Die Versorgungssicherheit beruhe aber auf einer Reihe von Voraussetzungen. So müsse etwa Ersatz für die Energieerzeugung aus Kohle geschaffen werden. Das geschehe zum Beispiel über den Ausbau erneuerbarer Energien oder den Bau von Erdgas-Kraftwerken, die zudem für den späteren Betrieb mit klimafreundlichem Wasserstoff ausgerüstet sein sollen.

Schauen wir uns die genannten Voraussetzungen näher an:

  • Insgesamt gab es in Deutschland Ende 2022 nach Angaben aus dem Wirtschaftsministerium rund 29.000 Windenergieanlagen an Land und 1532 Anlagen auf See mit einer Gesamtleistung von etwa 66 Gigawatt (GW). Diese Leistung soll langfristig verdoppelt werden. Bis 2030 sollen 80 GW erreicht werden. Unter Berücksichtigung eines erwarteten Rückbaues alter Anlagen wäre ein jährlicher Zubau von 4 bis 7 GW brutto erforderlich. Das bedeutet, an jedem Werktag müssten 4 bis 7 Anlagen mit je 5 MW errichtet werden. Weder sind dafür die nutzbaren Flächen bundesweit bereitgestellt, noch stehen Fachpersonal, Maschinen, Bauteile und Material in notwendigem Umfang zur Verfügung. Bereits das Bundesumweltamt verkündete, „es bestehe das Risiko, dass im Ergebnis sehr viel weniger Windenergieanlagen installiert werden.“
  • Bei einem geplanten Stromanteil der erneuerbaren Energien von 80 % würden Reservekraftwerke nur sehr sporadisch Strom liefern müssen. Damit ist ein unwirtschaftlicher und somit teurer Betrieb dieser Kraftwerke garantiert. Es dürfte daher nicht überraschen, dass sich für den Bau von Erdgas-Kraftwerken, deren Stromproduktion ohnehin die teuerste Art der Stromerzeugung ist, keine Investoren finden werden. (siehe dazu auch letzten Absatz)
  • Bei – wie es aussieht – sicher langfristigem Ausfall der Gaslieferung aus Russland ist eine Deckung des Gasbedarfes für Industrie, Heizungen und Stromerzeugung sehr fraglich.

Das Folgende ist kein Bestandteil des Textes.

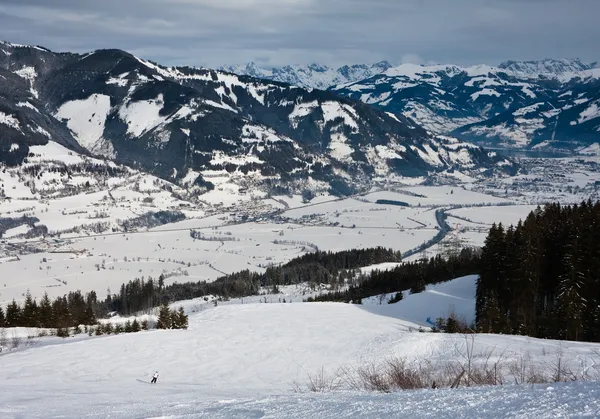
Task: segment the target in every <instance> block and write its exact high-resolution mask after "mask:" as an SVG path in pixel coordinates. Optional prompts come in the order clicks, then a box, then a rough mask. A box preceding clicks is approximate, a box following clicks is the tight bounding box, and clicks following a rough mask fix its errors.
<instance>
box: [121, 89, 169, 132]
mask: <svg viewBox="0 0 600 419" xmlns="http://www.w3.org/2000/svg"><path fill="white" fill-rule="evenodd" d="M163 105H164V100H163V95H162V93H161V94H159V95H158V97H156V99H151V100H144V101H137V102H129V103H128V104H127V105H124V106H123V107H122V108H121V109H119V115H120V117H121V119H122V120H123V121H125V122H126V123H127V126H128V128H127V133H128V134H130V135H132V136H134V137H139V136H141V135H142V134H143V133H145V132H147V131H150V130H152V129H154V128H155V127H157V126H158V125H160V124H161V123H163V122H164V120H165V117H164V116H161V115H160V114H159V112H160V110H161V109H162V107H163Z"/></svg>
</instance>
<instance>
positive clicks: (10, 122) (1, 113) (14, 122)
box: [0, 111, 21, 131]
mask: <svg viewBox="0 0 600 419" xmlns="http://www.w3.org/2000/svg"><path fill="white" fill-rule="evenodd" d="M0 124H4V125H8V126H9V127H11V128H14V129H16V130H19V131H20V130H21V123H20V122H19V120H18V119H17V118H15V117H14V116H12V115H9V114H6V113H4V112H2V111H0Z"/></svg>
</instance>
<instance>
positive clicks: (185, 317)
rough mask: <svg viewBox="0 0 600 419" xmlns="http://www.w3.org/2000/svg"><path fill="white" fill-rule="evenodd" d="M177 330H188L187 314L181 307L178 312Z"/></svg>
mask: <svg viewBox="0 0 600 419" xmlns="http://www.w3.org/2000/svg"><path fill="white" fill-rule="evenodd" d="M177 328H178V329H187V328H188V316H187V315H186V314H185V311H184V310H183V307H179V310H178V311H177Z"/></svg>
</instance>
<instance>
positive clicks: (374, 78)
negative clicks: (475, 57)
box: [242, 59, 600, 150]
mask: <svg viewBox="0 0 600 419" xmlns="http://www.w3.org/2000/svg"><path fill="white" fill-rule="evenodd" d="M279 71H284V68H282V69H280V70H279ZM255 72H256V73H258V72H257V71H256V70H255ZM242 73H243V71H242ZM295 73H299V70H297V69H296V70H295ZM286 74H291V73H289V72H287V73H286ZM260 76H261V77H263V78H271V79H277V80H282V81H289V80H287V79H290V80H292V81H289V82H291V83H293V77H291V76H290V77H287V76H285V77H284V76H281V74H280V73H274V72H272V71H271V72H267V73H260ZM301 83H302V85H303V86H311V83H313V84H312V87H323V86H322V82H321V81H317V80H316V79H314V78H313V79H311V78H310V77H308V78H304V79H302V80H301ZM327 87H328V88H329V89H330V90H332V91H335V92H336V93H338V94H340V95H342V96H346V97H350V98H353V99H356V100H361V101H363V102H365V103H368V104H370V105H373V106H376V107H379V108H382V109H384V110H386V111H389V112H392V113H394V114H402V115H404V116H407V117H409V118H412V119H414V120H415V121H416V122H417V123H419V124H420V125H422V126H423V127H425V128H426V129H428V130H430V131H431V132H434V133H442V134H450V135H455V136H458V137H459V138H462V139H465V140H468V141H474V142H476V143H479V144H482V145H488V146H494V147H498V146H500V147H508V148H547V149H569V150H577V149H583V148H586V147H589V146H590V145H592V144H595V143H597V142H598V141H600V119H599V117H600V113H599V112H598V109H599V106H600V103H599V102H598V99H599V96H598V93H599V92H600V68H599V65H598V63H597V62H594V63H584V62H582V61H581V60H578V59H573V60H567V59H561V60H553V59H545V60H540V61H506V62H504V63H501V64H500V65H498V66H497V67H493V66H488V65H475V66H469V67H461V66H456V65H427V66H423V65H415V64H402V65H400V66H397V67H389V68H381V71H380V72H378V73H376V74H372V75H370V76H368V77H366V78H364V79H361V80H348V81H347V82H342V83H331V84H330V85H329V86H327Z"/></svg>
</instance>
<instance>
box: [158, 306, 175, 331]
mask: <svg viewBox="0 0 600 419" xmlns="http://www.w3.org/2000/svg"><path fill="white" fill-rule="evenodd" d="M171 326H172V324H171V310H169V306H168V305H167V304H166V303H165V304H163V305H162V306H161V307H160V311H159V312H158V321H157V323H156V328H157V329H170V328H171Z"/></svg>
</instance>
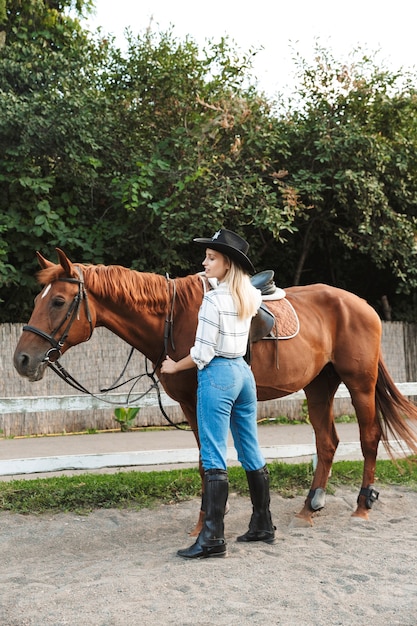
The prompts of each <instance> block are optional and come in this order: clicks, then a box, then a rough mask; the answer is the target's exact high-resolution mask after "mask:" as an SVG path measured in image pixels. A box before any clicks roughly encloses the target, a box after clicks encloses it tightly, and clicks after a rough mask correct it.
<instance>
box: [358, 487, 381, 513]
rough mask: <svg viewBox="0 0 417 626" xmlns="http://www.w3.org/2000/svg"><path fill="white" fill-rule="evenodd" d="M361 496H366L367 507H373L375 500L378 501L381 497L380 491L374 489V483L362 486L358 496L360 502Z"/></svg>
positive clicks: (370, 507)
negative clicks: (359, 498)
mask: <svg viewBox="0 0 417 626" xmlns="http://www.w3.org/2000/svg"><path fill="white" fill-rule="evenodd" d="M361 496H365V498H366V501H365V502H366V508H367V509H372V505H373V503H374V502H376V501H377V500H378V498H379V491H377V490H376V489H374V486H373V485H368V486H367V487H361V490H360V492H359V496H358V503H359V498H360V497H361Z"/></svg>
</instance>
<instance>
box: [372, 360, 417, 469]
mask: <svg viewBox="0 0 417 626" xmlns="http://www.w3.org/2000/svg"><path fill="white" fill-rule="evenodd" d="M375 402H376V412H377V417H378V420H379V423H380V426H381V440H382V443H383V445H384V447H385V449H386V451H387V452H388V454H389V455H390V457H391V458H393V457H394V454H393V449H392V446H391V445H390V442H389V436H391V439H394V440H395V441H396V442H397V443H398V444H399V446H400V448H401V449H402V450H403V452H404V453H405V454H409V453H410V451H412V452H414V453H415V454H417V430H414V429H413V428H412V426H410V424H408V422H407V421H406V420H407V419H409V420H411V421H414V422H416V423H417V406H415V405H414V404H413V403H412V402H410V401H409V400H407V398H406V397H405V396H403V395H402V393H401V392H400V391H399V390H398V388H397V387H396V386H395V383H394V381H393V379H392V377H391V375H390V373H389V372H388V369H387V367H386V365H385V363H384V361H383V359H382V357H381V356H380V357H379V361H378V380H377V382H376V389H375ZM405 448H408V451H407V450H406V449H405Z"/></svg>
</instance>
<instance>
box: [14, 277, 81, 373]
mask: <svg viewBox="0 0 417 626" xmlns="http://www.w3.org/2000/svg"><path fill="white" fill-rule="evenodd" d="M76 269H77V271H78V275H79V278H70V277H67V278H58V279H57V280H58V281H60V282H63V283H74V284H76V285H78V291H77V293H76V295H75V296H74V299H73V301H72V302H71V304H70V306H69V308H68V311H67V313H66V315H65V316H64V318H63V319H62V321H61V323H60V324H59V325H58V326H57V327H56V328H54V330H53V331H52V332H51V333H50V334H48V333H46V332H45V331H43V330H41V329H40V328H36V326H30V325H29V324H26V326H23V329H22V330H24V331H28V332H31V333H34V334H35V335H38V336H39V337H42V339H46V340H47V341H49V343H50V344H51V346H52V348H49V350H47V352H46V353H45V356H44V357H43V359H42V363H47V364H48V365H51V364H52V363H53V362H56V361H57V360H58V359H59V358H60V357H61V356H62V348H63V346H64V344H65V342H66V340H67V338H68V335H69V333H70V330H71V328H72V325H73V323H74V322H75V320H76V319H79V313H80V308H81V304H82V303H83V302H84V306H85V313H86V317H87V320H88V323H89V325H90V334H89V336H88V338H87V339H86V341H88V339H90V338H91V335H92V334H93V323H92V319H91V313H90V307H89V306H88V296H87V291H86V289H85V286H84V276H83V273H82V270H81V268H80V267H76ZM61 329H62V335H61V337H60V338H59V339H56V337H55V335H57V334H58V332H59V331H60V330H61ZM51 358H53V359H54V361H51Z"/></svg>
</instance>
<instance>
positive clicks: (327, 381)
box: [297, 365, 340, 525]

Der Import von Flüssigkeit (LNG) wird den Ausfall russischen Gases nicht mal zur Hälfte decken. Mit den ak­tu­ell ge­plan­ten vier schwim­men­den LNG-Ter­mi­nals in Deutschland kön­nen bis zu 22,5 Mil­li­ar­den Ku­bik­me­ter LNG pro Jahr an­ge­lan­det wer­den, wie es heißt. Russland lieferte rund 60 Milliarden Kubikmeter jährlich. Eine Steigerung der Gasimporte aus Norwegen, Belgien und den Niederlanden ist nicht zu erwarten. Aus den Niederlanden war zu vernehmen, dass eher der Export drosselt werden sollte. Zudem gibt es Meldungen über Risiken der Gasbedarfsdeckung für den Winter 2023/2024.

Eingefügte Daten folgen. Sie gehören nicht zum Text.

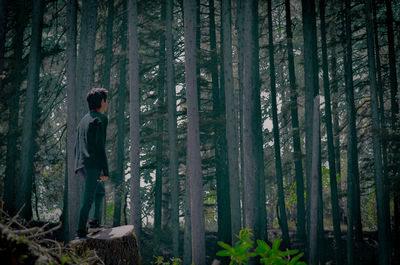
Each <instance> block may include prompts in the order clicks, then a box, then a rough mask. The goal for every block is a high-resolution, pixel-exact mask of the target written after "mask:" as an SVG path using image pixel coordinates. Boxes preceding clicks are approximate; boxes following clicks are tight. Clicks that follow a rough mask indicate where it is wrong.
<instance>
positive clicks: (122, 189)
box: [113, 0, 128, 226]
mask: <svg viewBox="0 0 400 265" xmlns="http://www.w3.org/2000/svg"><path fill="white" fill-rule="evenodd" d="M127 20H128V16H127V0H123V1H122V21H121V29H120V34H121V54H120V58H119V86H118V92H117V93H118V94H117V97H118V114H117V167H116V177H115V197H114V217H113V226H120V225H121V208H122V200H123V194H124V190H125V188H124V187H125V180H124V175H125V172H124V164H125V148H124V143H125V100H126V84H127V83H126V64H127V58H126V52H127V34H126V32H127V27H128V24H127ZM125 203H126V202H125Z"/></svg>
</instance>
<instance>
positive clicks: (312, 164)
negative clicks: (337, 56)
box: [302, 0, 322, 264]
mask: <svg viewBox="0 0 400 265" xmlns="http://www.w3.org/2000/svg"><path fill="white" fill-rule="evenodd" d="M302 16H303V34H304V75H305V77H304V81H305V88H306V90H305V116H306V118H305V119H306V121H305V130H306V176H307V198H308V199H307V205H308V209H309V210H308V216H307V219H308V220H309V222H308V227H307V230H308V231H309V233H310V235H309V237H308V251H307V254H308V255H309V260H310V262H311V263H310V264H317V263H318V252H317V250H316V249H314V248H315V247H318V245H319V243H322V242H318V241H319V237H318V236H317V235H316V234H317V232H316V231H312V230H314V229H317V225H316V224H317V223H318V222H317V221H316V220H314V219H313V220H311V218H315V217H316V216H318V210H319V209H318V208H319V207H318V203H315V202H314V203H313V204H312V201H313V199H312V198H314V197H315V196H317V195H318V192H315V191H319V185H318V177H316V176H314V175H315V174H317V173H318V172H317V173H316V172H314V171H315V170H317V169H315V168H314V170H313V162H314V163H317V161H319V159H315V158H314V156H316V153H319V152H316V151H315V150H314V146H316V147H318V148H319V141H320V139H319V126H318V127H317V128H318V131H314V130H313V129H314V127H313V126H314V122H313V118H314V117H315V115H314V106H313V105H314V104H315V102H314V98H315V97H316V96H317V95H318V90H319V87H318V63H317V60H318V58H317V36H316V34H317V33H316V14H315V2H314V1H310V0H307V1H302ZM318 101H319V99H318ZM313 102H314V104H313ZM317 110H318V111H319V107H318V108H317ZM318 122H319V113H318ZM315 134H318V137H317V136H316V135H315ZM315 140H316V141H318V143H314V141H315ZM313 150H314V151H313ZM314 167H317V168H319V167H320V165H314ZM317 171H318V170H317ZM315 178H317V179H315ZM312 185H315V189H312V188H313V186H312ZM314 200H315V198H314ZM317 200H318V199H317ZM315 207H317V208H315ZM314 215H315V216H314ZM312 221H313V222H317V223H315V227H314V226H313V225H314V223H313V222H312ZM312 233H316V234H312ZM314 236H315V237H316V238H313V237H314Z"/></svg>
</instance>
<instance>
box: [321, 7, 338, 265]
mask: <svg viewBox="0 0 400 265" xmlns="http://www.w3.org/2000/svg"><path fill="white" fill-rule="evenodd" d="M319 11H320V21H321V25H320V27H321V47H322V69H323V79H324V95H325V123H326V134H327V138H328V139H327V140H328V163H329V177H330V178H329V181H330V187H331V204H332V223H333V232H334V238H335V261H336V264H342V257H341V253H342V247H341V244H342V241H341V231H340V215H339V200H338V191H337V182H336V165H335V149H334V145H333V131H332V115H331V97H330V91H329V86H330V85H329V72H328V52H327V43H326V42H327V41H326V28H325V27H326V25H325V1H324V0H319Z"/></svg>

  • Aus „grünem“ Strom durch Elektrolyse Wasserstoff zu erzeugen, um damit in Gaskraftwerken wieder Strom zu erzeugen, ist total verrückt. Anders lässt sich das nicht bezeichnen. Dann sollte der grüne Strom doch direkt genutzt werden. So aber gehen rund 60% der ursprünglichen Energie durch Umwandlungsprozesse verloren. Die Kosten des auf diese Weise erzeugten Stroms sind fernab jeder Wirtschaftlichkeit und nur durch weitere staatliche Subventionen bei Erzeugung und Verbraucher tragbar.

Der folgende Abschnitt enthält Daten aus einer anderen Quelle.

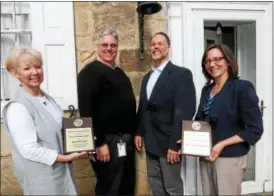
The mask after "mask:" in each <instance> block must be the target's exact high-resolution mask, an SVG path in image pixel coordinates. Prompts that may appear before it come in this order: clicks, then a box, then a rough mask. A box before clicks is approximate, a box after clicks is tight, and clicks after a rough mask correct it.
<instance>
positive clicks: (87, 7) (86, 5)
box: [73, 1, 91, 9]
mask: <svg viewBox="0 0 274 196" xmlns="http://www.w3.org/2000/svg"><path fill="white" fill-rule="evenodd" d="M73 6H74V8H75V9H79V8H80V9H85V8H90V7H91V2H86V1H75V2H73Z"/></svg>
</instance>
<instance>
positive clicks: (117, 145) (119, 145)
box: [117, 142, 127, 157]
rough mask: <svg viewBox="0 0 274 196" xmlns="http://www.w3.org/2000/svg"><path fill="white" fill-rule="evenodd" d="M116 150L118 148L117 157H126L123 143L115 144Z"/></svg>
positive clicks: (118, 143) (124, 142) (122, 142)
mask: <svg viewBox="0 0 274 196" xmlns="http://www.w3.org/2000/svg"><path fill="white" fill-rule="evenodd" d="M117 148H118V157H125V156H127V151H126V143H125V142H119V143H117Z"/></svg>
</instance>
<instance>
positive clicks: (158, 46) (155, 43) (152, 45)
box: [150, 42, 165, 47]
mask: <svg viewBox="0 0 274 196" xmlns="http://www.w3.org/2000/svg"><path fill="white" fill-rule="evenodd" d="M156 45H158V47H163V46H165V44H164V43H162V42H158V43H151V44H150V47H156Z"/></svg>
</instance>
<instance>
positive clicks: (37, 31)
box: [31, 2, 78, 110]
mask: <svg viewBox="0 0 274 196" xmlns="http://www.w3.org/2000/svg"><path fill="white" fill-rule="evenodd" d="M31 28H32V29H33V34H32V35H33V36H32V47H33V48H35V49H38V50H39V51H40V52H41V53H42V55H43V69H44V82H43V84H42V89H43V90H44V91H45V92H47V93H48V94H49V95H51V96H52V97H53V98H54V99H55V100H56V101H57V103H58V104H59V105H60V106H61V108H62V109H63V110H68V106H69V105H73V106H74V107H75V109H77V108H78V104H77V87H76V82H77V81H76V77H77V71H76V69H77V68H76V57H75V56H76V55H75V37H74V16H73V2H32V3H31Z"/></svg>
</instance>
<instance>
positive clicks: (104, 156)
mask: <svg viewBox="0 0 274 196" xmlns="http://www.w3.org/2000/svg"><path fill="white" fill-rule="evenodd" d="M96 152H97V160H99V161H103V162H109V160H110V154H109V149H108V145H107V144H104V145H103V146H101V147H99V148H96Z"/></svg>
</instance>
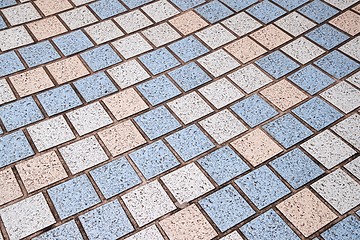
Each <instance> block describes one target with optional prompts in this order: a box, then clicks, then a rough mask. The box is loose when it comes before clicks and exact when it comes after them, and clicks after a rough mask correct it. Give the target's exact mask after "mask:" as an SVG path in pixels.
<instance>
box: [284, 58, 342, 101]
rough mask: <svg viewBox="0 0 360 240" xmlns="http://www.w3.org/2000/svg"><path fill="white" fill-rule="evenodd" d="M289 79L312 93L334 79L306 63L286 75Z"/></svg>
mask: <svg viewBox="0 0 360 240" xmlns="http://www.w3.org/2000/svg"><path fill="white" fill-rule="evenodd" d="M288 79H289V80H290V81H292V82H293V83H295V84H296V85H298V86H299V87H301V88H302V89H304V90H305V91H306V92H308V93H310V94H311V95H314V94H316V93H318V92H319V91H321V90H323V89H324V88H326V87H327V86H329V85H330V84H332V83H334V82H335V80H334V79H332V78H331V77H329V76H328V75H326V74H325V73H323V72H321V71H320V70H319V69H317V68H316V67H314V66H312V65H308V66H306V67H304V68H302V69H300V70H299V71H297V72H295V73H294V74H292V75H290V76H289V77H288Z"/></svg>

  • Sollte tatsächlich „grüner“ Wasserstoff (H2) zur Stromerzeugung eingesetzt werde, wird der Strompreis erheblich emporschnellen, wenn der Strompreis weiterhin nach dem Merit-Order-Prinzip ermittelt wird. Die Herstellungskosten von „grünem“ Wasserstoff betragen ca. 4 EUR/kg H2. Einen Kostenvergleich mit Erdgas bieten die aktuellen Preise an Tankstellen, wo für „grünen“ Wasserstoff etwa 9,5 EUR/kg H2 und für Erdgas etwa 1,2 EUR/kg Erdgas zu zahlen sind. Reine Gaskraftwerke hatten bereits im Juni 2021 die mit Abstand höchsten Stromgestehungskosten [1]. Zu diesem Zeitpunkt lagen diese zwischen knapp 12 und 29 ct/kWh. Durch die russische Invasion in der Ukraine ist der Gaspreis jedoch rasant gestiegen, sodass eine Kilowattstunde Gas heute ca. 20 Cent kostet. Dementsprechend kann man davon ausgehen, dass auch die Stromgestehungskosten bei reinen Gaskraftwerken heute deutlich höher ausfällt.

Fazit

In Anbetracht der unübersehbaren Unwägbarkeiten beim Ausbau der erneuerbaren Energien, beim Bau von Gaskraftwerken, bei der Gasbedarfsdeckung, bei der Herstellung von „grünem“ Wasserstoff, insbesondere dessen Kosten der Herstellung, von einer gesicherten Stromversorgung auch ohne Kernenergie und Kohle überzeugt zu sein, ist unbegreiflich und nicht nachvollziehbar.